Ladislav Maier

Personal information
- Date of birth: 4 January 1966 (age 59)
- Place of birth: Boskovice, Czechoslovakia
- Height: 1.86 m (6 ft 1 in)
- Position(s): Goalkeeper

Youth career
- 1972–1978: Sokol Lažany
- 1978–1988: ČKD Blansko

Senior career*
- Years: Team / Apps / (Gls)
- 1988–1989: JZD Drnovice
- 1990: Zbrojovka Brno / 0 / (0)
- 1990–1991: Gera Drnovice
- 1992–1998: Slovan Liberec / 148 / (0)
- 1998–2005: Rapid Wien / 161 / (0)

International career
- 1995–2001: Czech Republic / 7 / (0)

Medal record
Men's football
Representing Czech Republic
UEFA European Championship
| Runner-up | 1996 England |  |

= Ladislav Maier =

Czech footballer (born 1966)

Ladislav Maier (born 4 January 1966 in Boskovice) is a Czech former professional footballer who played as a goalkeeper.

At club level, Maier helped Slovan Liberec win promotion to the Czech First League in 1993, going on to make 148 First League appearances for the club over the course of five seasons.

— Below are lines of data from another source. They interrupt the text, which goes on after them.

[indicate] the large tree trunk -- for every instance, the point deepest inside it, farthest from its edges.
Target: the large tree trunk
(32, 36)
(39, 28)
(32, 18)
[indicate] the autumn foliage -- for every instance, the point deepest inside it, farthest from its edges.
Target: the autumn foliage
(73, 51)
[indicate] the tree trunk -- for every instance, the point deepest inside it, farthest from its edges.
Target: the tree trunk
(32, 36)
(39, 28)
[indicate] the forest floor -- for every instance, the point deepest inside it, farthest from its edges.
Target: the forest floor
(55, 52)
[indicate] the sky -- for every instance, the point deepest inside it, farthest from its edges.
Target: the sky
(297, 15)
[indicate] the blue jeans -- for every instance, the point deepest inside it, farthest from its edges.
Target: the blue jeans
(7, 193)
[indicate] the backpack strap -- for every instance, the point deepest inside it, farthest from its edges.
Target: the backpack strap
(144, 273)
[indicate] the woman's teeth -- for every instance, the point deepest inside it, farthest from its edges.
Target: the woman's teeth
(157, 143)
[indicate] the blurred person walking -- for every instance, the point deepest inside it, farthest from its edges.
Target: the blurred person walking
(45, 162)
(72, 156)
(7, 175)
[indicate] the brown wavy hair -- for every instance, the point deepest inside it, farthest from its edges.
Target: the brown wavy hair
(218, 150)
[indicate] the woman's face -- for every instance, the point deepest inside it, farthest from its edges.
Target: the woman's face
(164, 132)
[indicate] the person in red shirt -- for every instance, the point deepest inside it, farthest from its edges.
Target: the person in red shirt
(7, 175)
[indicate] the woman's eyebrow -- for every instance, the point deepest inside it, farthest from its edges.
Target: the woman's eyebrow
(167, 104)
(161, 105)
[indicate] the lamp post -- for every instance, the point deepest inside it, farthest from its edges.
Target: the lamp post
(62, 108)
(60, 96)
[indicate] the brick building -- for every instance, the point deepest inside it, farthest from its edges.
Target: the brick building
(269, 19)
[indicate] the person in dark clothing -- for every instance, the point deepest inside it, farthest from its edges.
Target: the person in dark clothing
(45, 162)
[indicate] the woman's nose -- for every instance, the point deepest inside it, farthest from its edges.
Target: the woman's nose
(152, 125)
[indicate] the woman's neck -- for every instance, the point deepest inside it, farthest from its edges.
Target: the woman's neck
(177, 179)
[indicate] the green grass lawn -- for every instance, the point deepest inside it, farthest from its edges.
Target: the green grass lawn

He played seven matches for the Czech Republic between 1995 and 2001, being named in his nation's squad for Euro 1996 and Euro 2000, although he played at neither tournament.

Maier played for Austrian club Rapid Wien, winning the 2004–05 Austrian Football Bundesliga there. Following seven years with the club, he concluded his playing career in 2005. After head coach Lothar Matthäus left Rapid in 2002 after leading the club to a record low finishing position of eighth, Maier called him "the biggest fool ever" and claimed that even the cleaners were pleased that Matthäus had left the club.